“Get the girl to check the numbers.” These words came from astronaut John Glenn in February 1962 as he prepared to become the first American to orbit the Earth. The trajectory of his orbit had been calculated by NASA’s new state-of-the-art computers, but Glenn did not trust the machines.
Mercury 7 astronauts had always relied on “computers in skirts,” women who were mathematicians at NASA’s Langley Research Center in Hampton, Va., for such flight data. So before he made his historic voyage into space, Glenn called on Katherine Johnson to recheck the computer’s analysis, knowing that she had provided similar calculations for Alan Shepard, the first American in space. Johnson, one of the few African-American women then working for NASA, calculated and confirmed the data for Glenn’s orbit. The launch went ahead and Glenn became the first American to orbit the Earth, 10 months after the Soviet Union’s Yuri Gagarin was the first human being to make that journey.
Johnson’s role was little recognized at the time, but she would go on to play a significant—though, again, largely hidden—role in the first moon landing and in U.S. space exploration in the 1970s and 1980s. She did so by doing what she had always loved: math.
From as early as she could remember, Katherine Johnson loved to count. Born Katherine Coleman in White Sulphur Springs, W.Va., in 1918, she counted the number of steps from her house to church and counted dishes as she washed them. She loved that with math “you’re either right or wrong.” Her mother, Joylette, was a teacher, but she credits her father, Joshua, a farmer and janitor, for her skill with numbers.
Joshua Coleman had left school in the sixth grade, but just by looking at a tree he could calculate how many boards could be gotten from it. He could figure out math problems that stumped Katherine’s teachers at the local school for blacks, which went up only to the eighth grade. Ambitious for his daughter, Joshua Coleman remained in White Sulphur Springs during the school year while Joylette, Katherine and her three older siblings lived 125 miles away near Institute, home to a high school connected to the HBCU now known as West Virginia State University.
Ten years old when she entered the best high school for African Americans in the state, Katherine was inspired by her principal, who encouraged her interest in math and astronomy. After high school she won a full scholarship to West Virginia State College, graduating at age 18 with bachelor’s degrees in mathematics and French in 1937. Although one of her professors, W.W. Schiefflin Claytor, one of the first blacks to earn a Ph.D. in mathematics, had piqued her interest in mathematical research, job opportunities in that field would have been virtually nonexistent for an African-American woman at that time.
With no interest in nursing, she chose the only other route available for black women with degrees in science in the 1930s: teaching. She taught in both West Virginia and Virginia, experiencing in the latter state a harsher version of Jim Crow than she had grown up with. She also married James Francis Goble, raised three children with him and nursed him through a prolonged illness until his death in 1956. In 1959 she married a Korean War veteran, Lt. Col. James A. Johnson.
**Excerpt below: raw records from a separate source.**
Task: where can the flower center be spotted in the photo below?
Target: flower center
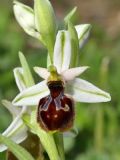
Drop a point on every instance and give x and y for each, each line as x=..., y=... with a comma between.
x=55, y=111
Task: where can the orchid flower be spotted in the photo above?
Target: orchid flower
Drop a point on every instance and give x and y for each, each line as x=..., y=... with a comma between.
x=61, y=75
x=79, y=89
x=17, y=131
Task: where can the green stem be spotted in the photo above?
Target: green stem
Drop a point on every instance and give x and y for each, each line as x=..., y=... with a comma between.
x=60, y=144
x=98, y=132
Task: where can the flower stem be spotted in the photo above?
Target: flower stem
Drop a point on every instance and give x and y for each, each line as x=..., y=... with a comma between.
x=98, y=132
x=60, y=144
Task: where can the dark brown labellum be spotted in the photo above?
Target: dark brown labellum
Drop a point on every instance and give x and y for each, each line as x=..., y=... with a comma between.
x=56, y=111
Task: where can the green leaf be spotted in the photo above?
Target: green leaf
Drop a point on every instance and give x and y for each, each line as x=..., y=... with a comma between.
x=26, y=71
x=45, y=23
x=74, y=45
x=70, y=16
x=16, y=149
x=46, y=138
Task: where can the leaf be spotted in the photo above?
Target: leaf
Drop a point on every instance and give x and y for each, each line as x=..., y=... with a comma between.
x=70, y=16
x=72, y=73
x=25, y=17
x=18, y=74
x=17, y=150
x=83, y=31
x=46, y=138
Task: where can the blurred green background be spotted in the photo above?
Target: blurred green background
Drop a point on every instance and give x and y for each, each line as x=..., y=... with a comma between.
x=98, y=124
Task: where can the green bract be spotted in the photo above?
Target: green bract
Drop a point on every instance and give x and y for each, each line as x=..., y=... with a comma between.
x=45, y=23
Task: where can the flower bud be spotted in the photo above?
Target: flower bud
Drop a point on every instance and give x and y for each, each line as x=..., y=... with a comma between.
x=45, y=23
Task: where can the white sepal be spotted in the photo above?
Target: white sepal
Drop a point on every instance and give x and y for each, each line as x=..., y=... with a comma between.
x=83, y=91
x=70, y=74
x=25, y=17
x=62, y=51
x=18, y=74
x=42, y=72
x=32, y=95
x=83, y=33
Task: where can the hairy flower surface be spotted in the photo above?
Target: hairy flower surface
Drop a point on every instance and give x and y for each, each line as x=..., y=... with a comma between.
x=54, y=97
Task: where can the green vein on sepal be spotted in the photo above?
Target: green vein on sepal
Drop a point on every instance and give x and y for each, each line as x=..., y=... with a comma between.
x=16, y=149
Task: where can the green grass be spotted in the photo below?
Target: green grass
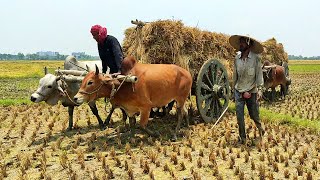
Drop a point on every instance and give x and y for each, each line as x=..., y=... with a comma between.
x=281, y=119
x=27, y=69
x=8, y=102
x=304, y=68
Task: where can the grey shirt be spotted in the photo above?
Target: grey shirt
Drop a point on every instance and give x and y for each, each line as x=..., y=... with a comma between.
x=247, y=76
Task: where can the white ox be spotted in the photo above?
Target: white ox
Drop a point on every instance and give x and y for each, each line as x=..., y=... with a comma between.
x=52, y=89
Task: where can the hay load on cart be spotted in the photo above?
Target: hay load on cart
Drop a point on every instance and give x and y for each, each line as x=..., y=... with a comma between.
x=207, y=55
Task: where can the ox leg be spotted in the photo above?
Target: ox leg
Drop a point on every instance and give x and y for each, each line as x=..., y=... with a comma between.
x=144, y=117
x=132, y=122
x=284, y=90
x=124, y=116
x=94, y=110
x=70, y=112
x=181, y=113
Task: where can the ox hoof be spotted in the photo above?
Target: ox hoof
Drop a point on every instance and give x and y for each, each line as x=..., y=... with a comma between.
x=156, y=134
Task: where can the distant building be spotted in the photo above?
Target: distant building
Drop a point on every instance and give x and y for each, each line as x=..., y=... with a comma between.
x=78, y=54
x=47, y=54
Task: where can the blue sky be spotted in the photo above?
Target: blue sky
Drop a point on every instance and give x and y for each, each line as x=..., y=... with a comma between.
x=64, y=25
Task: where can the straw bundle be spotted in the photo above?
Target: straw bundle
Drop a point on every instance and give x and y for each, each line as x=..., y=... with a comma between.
x=170, y=42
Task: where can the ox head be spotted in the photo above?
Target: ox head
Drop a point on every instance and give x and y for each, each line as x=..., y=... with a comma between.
x=49, y=90
x=94, y=86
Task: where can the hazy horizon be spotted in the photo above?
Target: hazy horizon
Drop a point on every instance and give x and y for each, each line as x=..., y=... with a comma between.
x=64, y=26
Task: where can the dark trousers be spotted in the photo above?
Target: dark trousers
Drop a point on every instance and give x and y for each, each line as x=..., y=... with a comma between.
x=253, y=109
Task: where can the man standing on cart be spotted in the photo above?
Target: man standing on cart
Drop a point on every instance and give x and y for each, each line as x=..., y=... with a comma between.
x=248, y=81
x=110, y=50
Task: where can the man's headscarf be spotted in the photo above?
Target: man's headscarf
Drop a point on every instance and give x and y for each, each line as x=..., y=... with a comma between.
x=101, y=31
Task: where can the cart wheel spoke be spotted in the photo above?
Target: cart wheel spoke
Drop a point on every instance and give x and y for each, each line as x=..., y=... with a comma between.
x=212, y=90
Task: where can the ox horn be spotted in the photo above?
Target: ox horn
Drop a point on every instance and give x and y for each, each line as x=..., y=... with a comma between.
x=97, y=70
x=45, y=70
x=268, y=67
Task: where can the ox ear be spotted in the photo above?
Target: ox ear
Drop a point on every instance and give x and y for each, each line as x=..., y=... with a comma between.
x=45, y=70
x=61, y=91
x=97, y=70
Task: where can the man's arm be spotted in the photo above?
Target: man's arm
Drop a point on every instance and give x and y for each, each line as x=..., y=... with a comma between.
x=259, y=77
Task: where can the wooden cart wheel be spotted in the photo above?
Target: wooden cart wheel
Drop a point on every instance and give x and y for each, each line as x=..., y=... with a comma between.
x=212, y=90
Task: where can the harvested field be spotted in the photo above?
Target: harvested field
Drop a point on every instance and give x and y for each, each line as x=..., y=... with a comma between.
x=34, y=142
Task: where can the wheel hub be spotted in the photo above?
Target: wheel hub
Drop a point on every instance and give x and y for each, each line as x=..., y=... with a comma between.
x=218, y=91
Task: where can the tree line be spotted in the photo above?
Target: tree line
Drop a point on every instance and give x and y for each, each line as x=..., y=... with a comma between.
x=34, y=56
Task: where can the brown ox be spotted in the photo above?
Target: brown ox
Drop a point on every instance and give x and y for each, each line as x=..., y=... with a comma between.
x=158, y=85
x=273, y=76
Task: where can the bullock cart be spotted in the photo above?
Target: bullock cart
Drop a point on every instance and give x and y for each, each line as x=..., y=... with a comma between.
x=210, y=82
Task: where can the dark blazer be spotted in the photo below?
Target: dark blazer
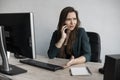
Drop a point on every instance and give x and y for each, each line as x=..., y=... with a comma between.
x=81, y=47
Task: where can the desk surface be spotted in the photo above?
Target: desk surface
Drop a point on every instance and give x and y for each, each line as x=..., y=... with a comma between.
x=35, y=73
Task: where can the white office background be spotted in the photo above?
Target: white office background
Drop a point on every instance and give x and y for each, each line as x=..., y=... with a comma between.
x=101, y=16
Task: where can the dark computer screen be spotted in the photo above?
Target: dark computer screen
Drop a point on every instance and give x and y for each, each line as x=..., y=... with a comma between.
x=19, y=33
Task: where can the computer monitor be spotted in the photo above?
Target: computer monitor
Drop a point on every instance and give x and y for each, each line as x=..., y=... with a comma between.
x=19, y=33
x=16, y=36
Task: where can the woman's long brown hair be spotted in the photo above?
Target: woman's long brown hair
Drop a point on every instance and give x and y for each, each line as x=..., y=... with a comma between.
x=72, y=37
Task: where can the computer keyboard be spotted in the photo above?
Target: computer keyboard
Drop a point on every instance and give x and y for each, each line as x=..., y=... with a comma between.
x=44, y=65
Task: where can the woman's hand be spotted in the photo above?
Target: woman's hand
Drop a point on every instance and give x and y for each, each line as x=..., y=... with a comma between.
x=70, y=63
x=63, y=32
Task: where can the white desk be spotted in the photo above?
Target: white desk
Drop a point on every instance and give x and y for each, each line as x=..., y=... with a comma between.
x=35, y=73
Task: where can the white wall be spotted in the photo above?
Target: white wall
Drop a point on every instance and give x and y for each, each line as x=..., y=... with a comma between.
x=102, y=16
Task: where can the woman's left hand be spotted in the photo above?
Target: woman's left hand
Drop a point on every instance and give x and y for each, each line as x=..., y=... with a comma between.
x=68, y=64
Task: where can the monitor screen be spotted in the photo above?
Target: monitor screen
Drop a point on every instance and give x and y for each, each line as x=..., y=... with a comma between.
x=19, y=33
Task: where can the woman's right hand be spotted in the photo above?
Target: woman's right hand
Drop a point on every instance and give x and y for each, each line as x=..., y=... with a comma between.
x=63, y=32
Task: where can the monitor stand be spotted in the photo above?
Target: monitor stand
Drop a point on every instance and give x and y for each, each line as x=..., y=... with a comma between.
x=6, y=68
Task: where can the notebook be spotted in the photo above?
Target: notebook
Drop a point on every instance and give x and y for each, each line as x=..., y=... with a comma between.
x=80, y=71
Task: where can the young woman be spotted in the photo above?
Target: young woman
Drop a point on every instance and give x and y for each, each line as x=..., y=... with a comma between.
x=69, y=40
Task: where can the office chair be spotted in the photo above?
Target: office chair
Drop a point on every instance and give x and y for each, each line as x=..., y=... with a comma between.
x=95, y=43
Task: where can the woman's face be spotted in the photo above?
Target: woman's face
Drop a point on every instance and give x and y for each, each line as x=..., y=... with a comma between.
x=71, y=20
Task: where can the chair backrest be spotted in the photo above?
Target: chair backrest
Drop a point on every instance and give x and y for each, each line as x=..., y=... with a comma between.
x=95, y=44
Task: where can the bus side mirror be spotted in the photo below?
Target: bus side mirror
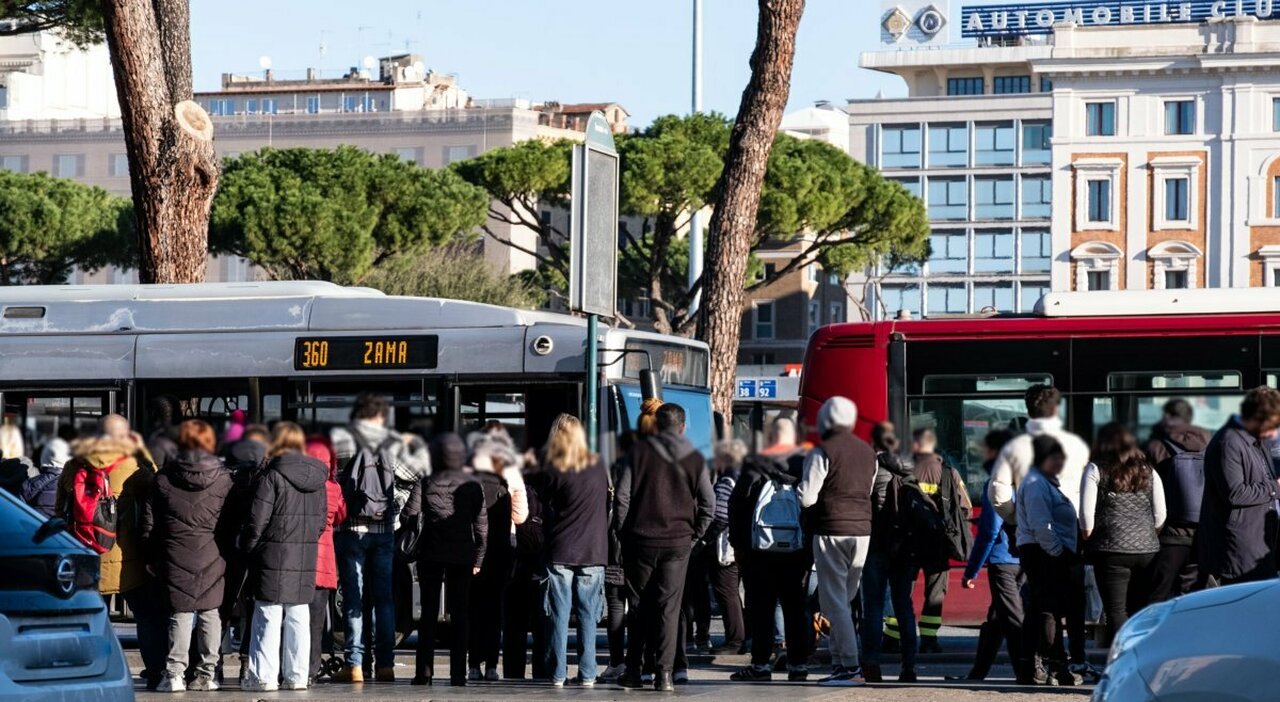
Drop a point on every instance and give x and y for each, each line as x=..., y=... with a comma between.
x=650, y=387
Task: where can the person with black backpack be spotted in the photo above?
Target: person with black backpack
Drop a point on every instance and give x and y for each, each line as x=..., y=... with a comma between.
x=370, y=455
x=1176, y=448
x=945, y=488
x=890, y=563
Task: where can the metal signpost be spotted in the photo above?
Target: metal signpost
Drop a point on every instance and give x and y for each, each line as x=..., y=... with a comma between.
x=594, y=246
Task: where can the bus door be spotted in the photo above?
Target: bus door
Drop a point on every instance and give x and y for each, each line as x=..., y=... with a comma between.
x=526, y=409
x=42, y=413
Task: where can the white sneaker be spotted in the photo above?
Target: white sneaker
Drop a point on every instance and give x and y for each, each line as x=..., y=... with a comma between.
x=257, y=685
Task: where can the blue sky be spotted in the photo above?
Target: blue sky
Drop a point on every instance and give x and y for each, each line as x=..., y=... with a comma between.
x=632, y=53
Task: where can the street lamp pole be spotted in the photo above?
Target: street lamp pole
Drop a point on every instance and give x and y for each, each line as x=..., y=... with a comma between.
x=695, y=220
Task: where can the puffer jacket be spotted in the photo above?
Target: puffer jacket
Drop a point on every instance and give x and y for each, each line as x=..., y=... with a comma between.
x=452, y=502
x=124, y=566
x=327, y=564
x=41, y=491
x=183, y=528
x=286, y=522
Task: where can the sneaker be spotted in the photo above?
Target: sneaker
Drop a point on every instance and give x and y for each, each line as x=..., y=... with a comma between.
x=202, y=684
x=612, y=673
x=752, y=674
x=257, y=685
x=172, y=684
x=844, y=678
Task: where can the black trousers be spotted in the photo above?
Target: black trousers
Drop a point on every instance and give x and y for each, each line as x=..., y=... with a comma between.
x=725, y=584
x=1173, y=571
x=773, y=579
x=616, y=606
x=656, y=582
x=457, y=592
x=319, y=618
x=488, y=595
x=1124, y=583
x=1051, y=597
x=1004, y=619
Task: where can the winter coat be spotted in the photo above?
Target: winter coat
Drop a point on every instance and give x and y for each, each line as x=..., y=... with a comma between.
x=282, y=536
x=41, y=491
x=452, y=502
x=183, y=529
x=1238, y=516
x=124, y=566
x=327, y=563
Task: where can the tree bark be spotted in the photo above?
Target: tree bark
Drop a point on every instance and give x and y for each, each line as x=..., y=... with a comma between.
x=173, y=171
x=734, y=220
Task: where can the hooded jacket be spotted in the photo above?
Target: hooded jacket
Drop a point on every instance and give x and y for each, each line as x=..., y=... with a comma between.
x=124, y=566
x=663, y=497
x=452, y=502
x=286, y=522
x=182, y=527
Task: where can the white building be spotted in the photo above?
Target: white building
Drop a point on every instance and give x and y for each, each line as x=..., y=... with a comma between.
x=46, y=77
x=1153, y=133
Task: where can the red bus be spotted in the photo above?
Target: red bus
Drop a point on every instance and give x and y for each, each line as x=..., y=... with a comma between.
x=1114, y=356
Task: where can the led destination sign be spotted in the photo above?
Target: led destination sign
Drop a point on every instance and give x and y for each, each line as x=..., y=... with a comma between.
x=365, y=352
x=1038, y=18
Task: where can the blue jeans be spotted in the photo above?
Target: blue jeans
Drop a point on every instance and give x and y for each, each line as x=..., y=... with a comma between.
x=566, y=584
x=883, y=573
x=365, y=571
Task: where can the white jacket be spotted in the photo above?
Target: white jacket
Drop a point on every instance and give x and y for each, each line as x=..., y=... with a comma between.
x=1016, y=457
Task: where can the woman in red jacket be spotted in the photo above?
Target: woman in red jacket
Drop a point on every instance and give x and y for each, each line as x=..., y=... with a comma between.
x=327, y=568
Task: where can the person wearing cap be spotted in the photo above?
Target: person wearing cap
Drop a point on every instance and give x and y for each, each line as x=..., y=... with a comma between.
x=836, y=492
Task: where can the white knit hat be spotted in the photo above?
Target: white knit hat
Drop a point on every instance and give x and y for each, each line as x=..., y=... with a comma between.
x=837, y=413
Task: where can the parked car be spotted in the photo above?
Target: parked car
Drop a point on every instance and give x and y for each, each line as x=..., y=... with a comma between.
x=1221, y=643
x=56, y=641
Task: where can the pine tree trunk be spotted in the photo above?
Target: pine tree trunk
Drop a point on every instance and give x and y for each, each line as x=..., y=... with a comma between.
x=173, y=169
x=734, y=220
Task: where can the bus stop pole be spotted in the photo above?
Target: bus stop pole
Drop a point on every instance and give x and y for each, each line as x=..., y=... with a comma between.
x=593, y=390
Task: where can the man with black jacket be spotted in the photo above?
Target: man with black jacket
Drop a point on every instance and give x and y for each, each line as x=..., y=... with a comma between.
x=1174, y=571
x=663, y=504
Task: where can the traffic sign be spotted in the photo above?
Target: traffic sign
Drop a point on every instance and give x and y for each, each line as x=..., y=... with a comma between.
x=594, y=223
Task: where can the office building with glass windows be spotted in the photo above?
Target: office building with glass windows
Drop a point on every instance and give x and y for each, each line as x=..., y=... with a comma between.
x=972, y=138
x=1086, y=151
By then Katherine Johnson had been working for NASA at Langley for six years. She began there in 1953 with the National Advisory Committee for Aeronautics as part of its pool of female “computers”—akin to a secretarial pool—who performed the mathematical calculations once performed by aeronautic engineers. Women had been, in Johnson’s memorable phrase, “computers with skirts” since 1935. During World War II, NACA also began hiring African-American women with degrees in math and science as part of President Franklin Roosevelt’s Executive Order 8802, which prohibited racial discrimination in hiring within the U.S. defense industry and established a precedent for future civil rights laws.
Johnson became the first woman and first person of color in the Space Task Force to perform mathematical calculations for the National Aeronautics and Space Administration when it replaced NACA in 1958. Johnson impressed her new colleagues with her knowledge of analytical geometry and got them to see her as an equal by standing her ground when it mattered, notably by insisting that she attend higher-level meetings and briefings because, as she pointed out, there was no law to prevent it.